Atrás da quadra da minha casa tem uma praça recém reformada - plantaram árvores, acontece uma poda regular e foram colocados aparelhos de ginástica. A praça não possui cadeiras nem bancos que tenham como o objetivo sentar.
    Ausência ou a adaptação de bancos nas praças como política de "segurança", é um aspecto cultural que Hertzberger aponta interferir na arquitetura. Visando não "atrair" moradores de rua com locais que os mesmos poderiam ficar - por ser público - políticas públicas fecham os olhos para esses cidadãos e o conforto da população é ignorado. Praças tem seu intuito remanejado e viram obras faraônicas que as vezes se tornam elefantes brancos na cidade. Assim, lugares públicos podem ser considerados públicos se não são para todos?


Na cidade

    Moro em Uberlândia-MG, que hoje tem cerca de 800 mil habitantes. A cidade não foi projetada planejada e cresceu a partir de onde hoje se encontra o  Centro da Cidade. Assim, a fundação da cidade seguiu um princípio caórdico como descrito por Hertzberger. Conforme o município crescia, demandas de obras públicas foram surgindo e foram sendo atendidas aos poucos - como no capítulo "A estrutura como espinha dorsal generativa" quando citam o caráter espontâneo e depois controlado das Casas Flutuantes na Holanda. Com o desenvolvimento da cidade, normas urbanas também foram sendo geradas e hoje um aspecto que lembra o de "Grelha" que pode ser notado, principalmente nos bairros mais recentes. A cidade pouco explora o acesso público ao espaço privado com galerias - único exemplo que me vem na cabeça é uma parte do Terminal Central. No entanto essa sensação é explorada de outras formas.
    Uma obra que explora de maneira interessante o público e o privado é o Teatro Municipal, projetado por Oscar Niemeyer.

    Na área do estacionamento do teatro é comum ver muitas pessoas utilizando o espaço de estacionamento como espécie de "praça" para lazer. Com o piso plano, pessoas se reúnem pra patinar, andar de bicicleta,  skate - mesmo durante a pandemia.
    O espaço privado se encontra dentro, com 800 lugares. Com um teatro desse porte, a cidade recebe mais eventos musicais e teatrais, impactando diretamente na possibilidade de acesso à cultura dos habitantes. As escadas (na primeira imagem no canto direito), se tornam arquibancadas em eventos ao ar livre e são usadas como assento, assim como sugerido no Livro.

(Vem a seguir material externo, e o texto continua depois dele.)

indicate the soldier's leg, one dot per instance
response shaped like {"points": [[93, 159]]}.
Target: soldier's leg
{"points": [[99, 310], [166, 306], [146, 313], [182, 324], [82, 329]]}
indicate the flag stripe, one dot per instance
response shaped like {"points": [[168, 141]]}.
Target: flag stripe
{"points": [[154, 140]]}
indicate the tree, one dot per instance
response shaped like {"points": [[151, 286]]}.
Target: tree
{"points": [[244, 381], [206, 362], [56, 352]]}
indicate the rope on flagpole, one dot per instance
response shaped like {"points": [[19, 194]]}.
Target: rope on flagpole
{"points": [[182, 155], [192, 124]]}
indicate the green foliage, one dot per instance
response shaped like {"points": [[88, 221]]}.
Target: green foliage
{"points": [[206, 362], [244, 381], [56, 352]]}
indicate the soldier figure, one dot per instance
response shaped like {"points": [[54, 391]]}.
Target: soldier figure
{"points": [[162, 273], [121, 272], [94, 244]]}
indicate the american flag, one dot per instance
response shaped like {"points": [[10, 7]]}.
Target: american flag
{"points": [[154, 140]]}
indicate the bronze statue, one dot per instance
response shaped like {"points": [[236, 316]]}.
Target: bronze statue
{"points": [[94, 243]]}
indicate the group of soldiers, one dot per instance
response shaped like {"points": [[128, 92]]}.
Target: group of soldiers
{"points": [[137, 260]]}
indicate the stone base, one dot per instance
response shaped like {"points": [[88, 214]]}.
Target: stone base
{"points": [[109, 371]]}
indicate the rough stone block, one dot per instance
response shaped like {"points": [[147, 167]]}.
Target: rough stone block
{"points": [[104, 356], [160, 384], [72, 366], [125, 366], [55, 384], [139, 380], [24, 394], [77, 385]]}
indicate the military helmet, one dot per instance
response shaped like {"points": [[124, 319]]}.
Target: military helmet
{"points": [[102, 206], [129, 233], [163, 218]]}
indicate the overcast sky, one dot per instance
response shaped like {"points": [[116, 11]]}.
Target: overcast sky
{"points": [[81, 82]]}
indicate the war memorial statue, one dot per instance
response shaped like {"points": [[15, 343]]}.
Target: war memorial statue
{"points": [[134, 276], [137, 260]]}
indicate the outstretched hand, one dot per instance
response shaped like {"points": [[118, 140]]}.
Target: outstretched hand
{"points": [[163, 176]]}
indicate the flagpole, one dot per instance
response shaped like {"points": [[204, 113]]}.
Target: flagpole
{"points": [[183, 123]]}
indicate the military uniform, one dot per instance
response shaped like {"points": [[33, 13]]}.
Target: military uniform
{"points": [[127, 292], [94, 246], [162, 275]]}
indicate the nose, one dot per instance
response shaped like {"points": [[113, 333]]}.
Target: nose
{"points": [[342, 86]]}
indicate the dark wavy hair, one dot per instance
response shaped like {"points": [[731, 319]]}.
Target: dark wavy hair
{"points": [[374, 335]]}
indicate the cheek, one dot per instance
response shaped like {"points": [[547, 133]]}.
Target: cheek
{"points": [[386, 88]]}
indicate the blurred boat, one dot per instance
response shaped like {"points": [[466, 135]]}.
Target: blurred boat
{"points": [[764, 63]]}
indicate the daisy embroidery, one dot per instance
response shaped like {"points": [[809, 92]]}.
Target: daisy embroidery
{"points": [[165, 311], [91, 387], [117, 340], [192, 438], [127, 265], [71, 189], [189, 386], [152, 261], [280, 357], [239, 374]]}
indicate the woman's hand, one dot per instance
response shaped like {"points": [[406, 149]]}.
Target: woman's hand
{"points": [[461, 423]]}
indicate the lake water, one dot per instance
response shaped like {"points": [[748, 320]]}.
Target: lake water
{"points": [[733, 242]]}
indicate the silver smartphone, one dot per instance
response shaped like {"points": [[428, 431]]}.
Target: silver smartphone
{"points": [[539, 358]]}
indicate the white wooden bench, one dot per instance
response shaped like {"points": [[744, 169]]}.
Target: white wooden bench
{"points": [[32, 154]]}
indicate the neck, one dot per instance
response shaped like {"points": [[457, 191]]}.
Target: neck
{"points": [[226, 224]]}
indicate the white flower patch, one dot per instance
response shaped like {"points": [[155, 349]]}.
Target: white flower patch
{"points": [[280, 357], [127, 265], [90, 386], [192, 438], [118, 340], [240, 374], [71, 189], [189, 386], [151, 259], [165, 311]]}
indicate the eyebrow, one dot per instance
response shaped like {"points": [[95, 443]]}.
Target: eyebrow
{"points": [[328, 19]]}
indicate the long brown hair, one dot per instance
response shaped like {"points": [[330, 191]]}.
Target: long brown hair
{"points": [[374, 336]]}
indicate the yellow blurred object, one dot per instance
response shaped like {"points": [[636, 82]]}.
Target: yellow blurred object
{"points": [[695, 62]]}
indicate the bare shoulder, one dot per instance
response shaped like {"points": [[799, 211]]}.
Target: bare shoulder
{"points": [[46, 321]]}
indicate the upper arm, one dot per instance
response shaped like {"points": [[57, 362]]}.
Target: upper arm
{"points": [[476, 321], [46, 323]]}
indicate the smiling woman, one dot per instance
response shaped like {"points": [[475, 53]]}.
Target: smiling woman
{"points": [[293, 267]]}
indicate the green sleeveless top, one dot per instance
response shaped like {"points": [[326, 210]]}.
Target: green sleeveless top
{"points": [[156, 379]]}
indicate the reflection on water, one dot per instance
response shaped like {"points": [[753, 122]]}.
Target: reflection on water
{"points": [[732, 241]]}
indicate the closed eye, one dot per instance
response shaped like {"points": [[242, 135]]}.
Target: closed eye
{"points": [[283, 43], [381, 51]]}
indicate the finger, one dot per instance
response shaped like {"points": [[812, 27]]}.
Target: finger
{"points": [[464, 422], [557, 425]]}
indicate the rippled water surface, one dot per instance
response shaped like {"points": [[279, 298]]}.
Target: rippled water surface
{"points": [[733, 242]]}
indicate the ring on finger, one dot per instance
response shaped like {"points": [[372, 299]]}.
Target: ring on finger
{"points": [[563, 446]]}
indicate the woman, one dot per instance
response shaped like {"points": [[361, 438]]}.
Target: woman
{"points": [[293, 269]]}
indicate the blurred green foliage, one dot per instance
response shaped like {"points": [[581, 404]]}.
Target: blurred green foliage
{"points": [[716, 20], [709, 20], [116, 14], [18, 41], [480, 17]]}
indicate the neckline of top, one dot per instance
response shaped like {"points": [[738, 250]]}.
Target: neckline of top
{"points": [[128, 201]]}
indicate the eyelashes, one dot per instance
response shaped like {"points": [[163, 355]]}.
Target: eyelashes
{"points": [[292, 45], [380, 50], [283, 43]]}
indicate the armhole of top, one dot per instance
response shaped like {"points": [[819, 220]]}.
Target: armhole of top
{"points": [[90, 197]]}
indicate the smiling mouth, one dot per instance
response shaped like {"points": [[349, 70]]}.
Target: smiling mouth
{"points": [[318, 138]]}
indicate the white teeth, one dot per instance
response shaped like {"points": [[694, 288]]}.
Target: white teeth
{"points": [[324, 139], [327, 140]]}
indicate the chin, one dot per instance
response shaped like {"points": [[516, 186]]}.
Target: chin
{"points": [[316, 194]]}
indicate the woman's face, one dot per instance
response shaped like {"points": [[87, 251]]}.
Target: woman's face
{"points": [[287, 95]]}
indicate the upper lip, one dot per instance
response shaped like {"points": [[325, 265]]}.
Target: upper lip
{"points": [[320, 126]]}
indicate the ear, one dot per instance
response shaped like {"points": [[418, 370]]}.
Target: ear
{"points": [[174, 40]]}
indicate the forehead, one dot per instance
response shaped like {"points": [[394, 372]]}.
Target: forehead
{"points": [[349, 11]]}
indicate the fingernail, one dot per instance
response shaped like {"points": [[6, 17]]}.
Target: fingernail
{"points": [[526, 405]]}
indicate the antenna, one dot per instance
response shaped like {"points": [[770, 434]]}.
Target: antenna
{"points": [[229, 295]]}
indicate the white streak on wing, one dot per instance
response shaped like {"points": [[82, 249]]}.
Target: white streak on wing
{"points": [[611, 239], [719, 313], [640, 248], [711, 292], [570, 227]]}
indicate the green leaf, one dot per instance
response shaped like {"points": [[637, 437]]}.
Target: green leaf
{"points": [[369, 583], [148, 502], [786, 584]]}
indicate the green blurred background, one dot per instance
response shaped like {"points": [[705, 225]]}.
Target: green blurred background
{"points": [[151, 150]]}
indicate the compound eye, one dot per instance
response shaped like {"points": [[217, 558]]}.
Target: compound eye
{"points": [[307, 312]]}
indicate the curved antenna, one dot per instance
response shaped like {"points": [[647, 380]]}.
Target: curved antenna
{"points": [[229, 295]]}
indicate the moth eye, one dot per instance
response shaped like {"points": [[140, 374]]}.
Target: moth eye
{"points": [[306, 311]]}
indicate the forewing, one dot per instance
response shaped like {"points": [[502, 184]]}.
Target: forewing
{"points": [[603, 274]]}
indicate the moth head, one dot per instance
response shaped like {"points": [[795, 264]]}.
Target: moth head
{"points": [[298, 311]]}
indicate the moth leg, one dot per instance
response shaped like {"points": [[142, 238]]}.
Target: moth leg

    O espaço interno está entre o público e o privado. Quando o Teatro está em funcionamento, qualquer um pode entrar até certo ponto- o primeiro andar. Aqui percebemos uma passagem mais brusca de um para o outro. O local também recebe exposições.




   

Comentários

  1. Trabalho muito bonito e completo, demonstra ter lido e entendido os conceitos abordados no livro. A parte da casa está extremamente bem explorada, ela traz vários conceitos do Hertzberger para vários detalhes de sua casa, e as fotos com explicações didáticas fornecem ainda mais conteúdo. Apesar de ter falado muito bem da cidade, gostaríamos de ver maior desenvolvimento da sua rua. Não propôs nenhuma inovação quanto à leitura do espaço.

    Análise de: Ana Júlia Freire, Jade Dalfior, Maria Luiza Costa.